CANNES 61 - "Palermo Shooting", di Wim Wenders (Concorso)
Sarebbe sbagliato liquidare senza appello quest’ultima opera del cineasta tedesco. Chiaramente è incontrollata, con passaggi sbagliati, talvolta al limite dell’imbarazzante. Però si rintraccia nel regista un’attraente paura sulle nuove immagini che il suo cinema produce. Per questo il suo ‘viaggio in Italia’ è una specie di perdita. Misterica, calda, fantastica, dove si deposita anche la matericità di Palermo. VIDEO
È stato uno dei film più fischiati e respinti da questo festival. Non si sa se ciò è avvenuto per la dedica finale ad Antonioni e Bergman o perché ci si è trovati davanti a un’opera completamente deludente. Certo, Palermo Shooting è un film incontrollato, con passaggi sbagliati, con una ridondanza senza freni. Però forse sarebbe sbagliato liquidarlo senza appello. Anche perché è un’opera che pone più di un interrogativo sul cinema del regista tedesco.
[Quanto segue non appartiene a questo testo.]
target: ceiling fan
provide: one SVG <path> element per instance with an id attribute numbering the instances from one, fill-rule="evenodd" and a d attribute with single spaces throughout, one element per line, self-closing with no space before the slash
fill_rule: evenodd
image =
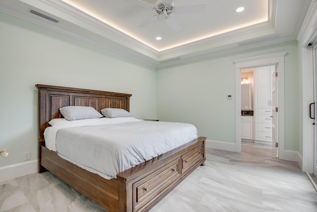
<path id="1" fill-rule="evenodd" d="M 195 12 L 203 12 L 206 11 L 207 3 L 175 6 L 173 0 L 158 0 L 155 4 L 141 0 L 129 0 L 137 4 L 154 10 L 157 14 L 139 25 L 139 27 L 144 27 L 155 20 L 161 18 L 165 19 L 167 25 L 174 31 L 177 32 L 181 27 L 173 16 L 174 14 L 185 14 Z"/>

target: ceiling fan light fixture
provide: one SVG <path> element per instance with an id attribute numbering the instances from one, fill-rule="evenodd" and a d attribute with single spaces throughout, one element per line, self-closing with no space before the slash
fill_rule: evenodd
<path id="1" fill-rule="evenodd" d="M 237 8 L 237 9 L 236 9 L 236 12 L 240 12 L 243 10 L 244 10 L 244 7 L 243 6 L 241 6 L 240 7 Z"/>

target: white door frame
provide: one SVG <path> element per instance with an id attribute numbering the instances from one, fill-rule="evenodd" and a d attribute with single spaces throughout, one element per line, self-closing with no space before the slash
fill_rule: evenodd
<path id="1" fill-rule="evenodd" d="M 236 60 L 233 61 L 235 64 L 236 72 L 236 146 L 235 151 L 241 151 L 241 99 L 238 97 L 241 95 L 241 69 L 255 68 L 260 66 L 277 65 L 277 72 L 278 89 L 278 158 L 284 159 L 284 56 L 286 52 L 271 54 L 261 56 Z"/>

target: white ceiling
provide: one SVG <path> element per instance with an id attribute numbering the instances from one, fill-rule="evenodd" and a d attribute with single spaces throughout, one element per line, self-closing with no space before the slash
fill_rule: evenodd
<path id="1" fill-rule="evenodd" d="M 163 18 L 138 27 L 156 13 L 137 0 L 1 0 L 0 11 L 161 67 L 295 40 L 312 0 L 174 0 L 176 8 L 207 4 L 206 12 L 173 14 L 181 28 L 177 32 Z M 155 4 L 157 0 L 144 1 Z M 237 13 L 240 6 L 245 10 Z"/>

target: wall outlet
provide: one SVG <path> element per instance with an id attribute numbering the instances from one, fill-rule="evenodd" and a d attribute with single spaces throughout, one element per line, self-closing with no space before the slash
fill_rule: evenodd
<path id="1" fill-rule="evenodd" d="M 31 159 L 31 152 L 29 151 L 27 151 L 26 152 L 24 152 L 24 160 L 29 160 Z"/>

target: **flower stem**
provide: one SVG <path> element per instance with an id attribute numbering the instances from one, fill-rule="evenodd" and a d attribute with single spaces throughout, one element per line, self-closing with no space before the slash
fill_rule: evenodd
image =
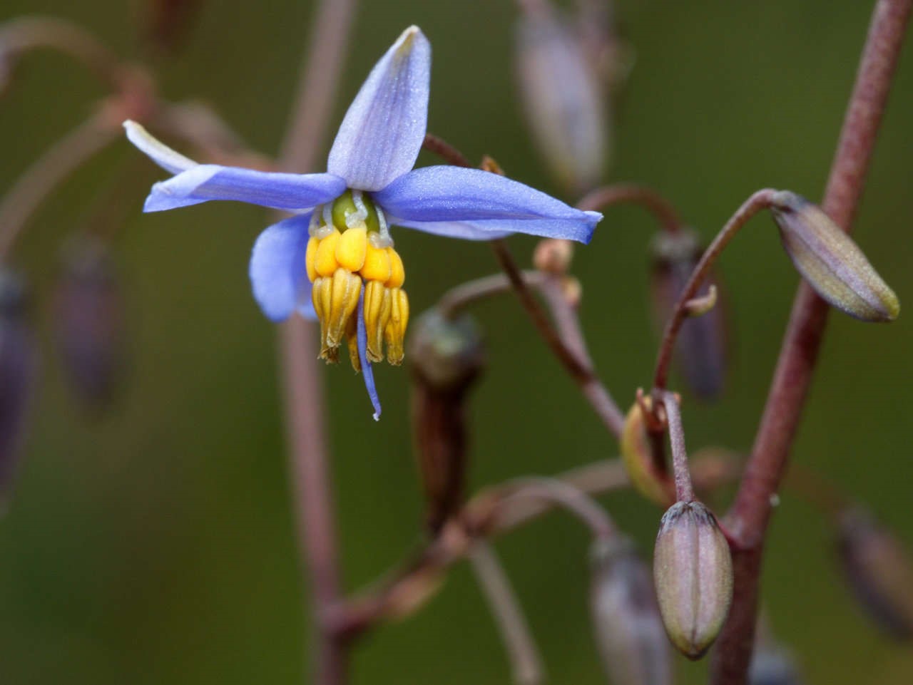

Ancora una volta al centro del film c’è un viaggio, uno spostamento. Finn (Campino) è un fotografo di fama mondiale che conduce una vita frenetica. Il suo telefono squilla in continuazione. Inoltre non dorme quasi mai. Improvvisamente però abbandona tutto e si sposta da Dusseldorf a Palermo dove c’è un misterioso assassino che gli da la caccia. Contemporaneamente però incontra per le strade della città Flavia (Giovanna Mezzogiorno), una giovane restauratrice di cui si innamora.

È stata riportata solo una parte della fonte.